Our study suggests that EMX2 is a putative tumor suppressor in human gastric cancer. The adenoviral-EMX2 may have potential as a novel gene therapy for the treatment of patients with gastric cancer.


Gastric cancer is the fourth most common cancer and second most common cause of cancer-related deaths in the world [1], [2], [3]. Although its global incidence has declined, the incidence still remains high in Asian countries [2], [4], [5]. Most of gastric cancer patients are diagnosed at advanced stages [6]. Despite of improvement in treatment strategies [7], [8], 5-year survival of patients with advanced gastric cancer who received conventional therapies remains less than 30% [4]. Therefore, alternative approaches are urgently needed.

Gene therapy, including viral and non-viral gene delivery system, is a promising approach for cancer treatment [9]. Among all currently available system, recombinant adenovirus (Ad) vectors are particularly promising.

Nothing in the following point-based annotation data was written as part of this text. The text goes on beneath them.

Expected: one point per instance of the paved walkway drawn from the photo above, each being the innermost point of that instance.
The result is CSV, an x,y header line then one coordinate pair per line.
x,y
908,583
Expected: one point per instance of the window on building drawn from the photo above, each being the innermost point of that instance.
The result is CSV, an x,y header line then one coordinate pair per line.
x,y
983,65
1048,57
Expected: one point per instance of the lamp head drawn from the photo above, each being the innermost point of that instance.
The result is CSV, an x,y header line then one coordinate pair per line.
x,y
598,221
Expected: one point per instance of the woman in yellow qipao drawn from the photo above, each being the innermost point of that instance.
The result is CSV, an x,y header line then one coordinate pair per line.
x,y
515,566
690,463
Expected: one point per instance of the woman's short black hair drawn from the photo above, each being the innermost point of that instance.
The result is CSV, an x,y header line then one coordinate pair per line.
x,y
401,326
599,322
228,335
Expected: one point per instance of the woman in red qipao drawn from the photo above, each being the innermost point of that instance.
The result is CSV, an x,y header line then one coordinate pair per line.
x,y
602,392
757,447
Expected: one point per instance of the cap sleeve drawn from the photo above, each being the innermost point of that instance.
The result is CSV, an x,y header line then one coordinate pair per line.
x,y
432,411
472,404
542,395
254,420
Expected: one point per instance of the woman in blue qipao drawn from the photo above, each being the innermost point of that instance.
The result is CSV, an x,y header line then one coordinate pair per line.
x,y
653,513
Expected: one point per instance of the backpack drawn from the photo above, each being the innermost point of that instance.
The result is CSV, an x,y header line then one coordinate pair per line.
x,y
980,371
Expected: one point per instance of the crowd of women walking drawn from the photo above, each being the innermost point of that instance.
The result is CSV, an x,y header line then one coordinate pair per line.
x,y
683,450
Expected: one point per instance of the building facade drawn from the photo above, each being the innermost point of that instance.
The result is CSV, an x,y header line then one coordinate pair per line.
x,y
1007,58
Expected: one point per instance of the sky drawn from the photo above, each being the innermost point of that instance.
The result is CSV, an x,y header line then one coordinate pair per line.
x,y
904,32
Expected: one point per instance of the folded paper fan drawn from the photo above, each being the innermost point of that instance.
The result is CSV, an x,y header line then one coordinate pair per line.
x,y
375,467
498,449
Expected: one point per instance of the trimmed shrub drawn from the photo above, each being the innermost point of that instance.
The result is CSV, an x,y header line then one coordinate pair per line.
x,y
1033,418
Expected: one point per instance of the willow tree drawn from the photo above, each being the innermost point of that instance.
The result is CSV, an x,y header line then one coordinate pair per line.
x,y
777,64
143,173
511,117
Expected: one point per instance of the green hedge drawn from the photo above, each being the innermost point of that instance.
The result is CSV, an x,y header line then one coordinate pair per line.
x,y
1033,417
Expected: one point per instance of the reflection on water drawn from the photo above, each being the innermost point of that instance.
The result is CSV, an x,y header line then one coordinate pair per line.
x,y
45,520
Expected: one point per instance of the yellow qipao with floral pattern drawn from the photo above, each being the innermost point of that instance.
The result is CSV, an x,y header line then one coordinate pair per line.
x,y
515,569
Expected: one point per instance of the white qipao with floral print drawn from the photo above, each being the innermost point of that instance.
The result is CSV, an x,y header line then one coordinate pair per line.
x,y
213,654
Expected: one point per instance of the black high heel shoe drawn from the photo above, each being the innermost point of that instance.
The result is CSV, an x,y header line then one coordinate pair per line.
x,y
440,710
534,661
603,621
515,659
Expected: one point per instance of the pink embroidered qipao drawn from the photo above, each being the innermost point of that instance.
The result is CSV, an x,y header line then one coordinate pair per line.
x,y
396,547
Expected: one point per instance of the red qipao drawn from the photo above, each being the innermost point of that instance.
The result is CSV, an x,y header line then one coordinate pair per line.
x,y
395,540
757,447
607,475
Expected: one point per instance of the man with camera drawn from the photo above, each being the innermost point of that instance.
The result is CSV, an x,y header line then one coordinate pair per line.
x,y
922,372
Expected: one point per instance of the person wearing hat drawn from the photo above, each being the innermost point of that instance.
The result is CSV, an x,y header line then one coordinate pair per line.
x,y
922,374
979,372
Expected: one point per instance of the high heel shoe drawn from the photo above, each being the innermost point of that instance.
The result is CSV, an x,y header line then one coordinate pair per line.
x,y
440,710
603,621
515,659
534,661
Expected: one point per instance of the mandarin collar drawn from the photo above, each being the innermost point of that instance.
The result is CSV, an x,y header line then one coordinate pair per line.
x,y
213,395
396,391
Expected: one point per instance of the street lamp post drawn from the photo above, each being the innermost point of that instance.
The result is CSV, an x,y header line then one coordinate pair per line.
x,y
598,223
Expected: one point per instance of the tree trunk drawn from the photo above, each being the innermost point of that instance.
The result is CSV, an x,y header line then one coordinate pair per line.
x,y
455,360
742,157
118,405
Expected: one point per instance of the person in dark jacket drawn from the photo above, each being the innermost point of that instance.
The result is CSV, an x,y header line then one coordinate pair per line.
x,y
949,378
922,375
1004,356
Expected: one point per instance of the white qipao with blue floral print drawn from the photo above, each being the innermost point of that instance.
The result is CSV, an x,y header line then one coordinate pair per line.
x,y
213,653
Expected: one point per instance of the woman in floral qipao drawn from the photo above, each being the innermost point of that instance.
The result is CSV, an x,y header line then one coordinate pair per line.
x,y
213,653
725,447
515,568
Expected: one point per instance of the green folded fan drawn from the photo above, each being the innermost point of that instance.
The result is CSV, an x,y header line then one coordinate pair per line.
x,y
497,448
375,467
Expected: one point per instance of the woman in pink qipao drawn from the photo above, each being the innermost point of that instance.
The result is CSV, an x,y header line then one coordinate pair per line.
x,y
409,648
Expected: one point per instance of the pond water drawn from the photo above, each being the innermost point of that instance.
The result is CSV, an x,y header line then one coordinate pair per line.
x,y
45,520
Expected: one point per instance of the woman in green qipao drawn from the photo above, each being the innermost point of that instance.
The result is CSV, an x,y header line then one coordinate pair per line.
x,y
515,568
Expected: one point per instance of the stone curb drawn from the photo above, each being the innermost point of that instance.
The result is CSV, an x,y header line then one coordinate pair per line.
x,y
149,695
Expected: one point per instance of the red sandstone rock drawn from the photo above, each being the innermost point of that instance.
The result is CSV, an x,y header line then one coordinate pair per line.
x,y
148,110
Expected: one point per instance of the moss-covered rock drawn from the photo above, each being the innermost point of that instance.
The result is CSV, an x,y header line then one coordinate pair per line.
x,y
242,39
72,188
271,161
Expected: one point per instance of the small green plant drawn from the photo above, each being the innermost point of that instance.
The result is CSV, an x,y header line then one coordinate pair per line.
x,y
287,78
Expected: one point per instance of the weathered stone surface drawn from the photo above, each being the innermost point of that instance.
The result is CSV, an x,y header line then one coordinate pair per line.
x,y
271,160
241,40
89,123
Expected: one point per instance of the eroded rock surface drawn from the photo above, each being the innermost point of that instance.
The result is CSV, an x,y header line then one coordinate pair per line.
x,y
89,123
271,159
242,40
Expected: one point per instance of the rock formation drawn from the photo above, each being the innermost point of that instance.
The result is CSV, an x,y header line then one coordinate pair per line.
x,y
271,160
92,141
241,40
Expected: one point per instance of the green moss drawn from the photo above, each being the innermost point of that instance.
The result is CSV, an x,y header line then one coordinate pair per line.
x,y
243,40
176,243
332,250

The advantages of Ad vectors include the ability to produce high titers, ability to infect dividing and non-dividing cells efficiently, genome stability, and low levels of DNA integration into host genome [9], [10]. It has been reported that restoration of genes through this approach leads to tumor regression and induces apoptosis in vivo without affecting normal tissues [11], [12], [13].

EMX2, the human ortholog of the Drosophila empty spiracles (ems) homeobox gene, belongs to the Homeobox gene family which encodes transcriptional regulatory proteins (Homeoprotein) essential for many aspects of growth and differentiation [14]. EMX2 plays a vital role during brain [15] and skeletal development [16]. Mice harboring homozygous EMX2 mutations exhibit dramatic size reduction of caudal-medial areas including occipital cortex and hippocampus [17], [18], [19]. Perturbation of EMX2 expression can alter the proliferation rate of adult neural stem cells [20]. EMX2 also controls mammalian reproduction by adjusting endometrial cell proliferation without effecting differentiation [21].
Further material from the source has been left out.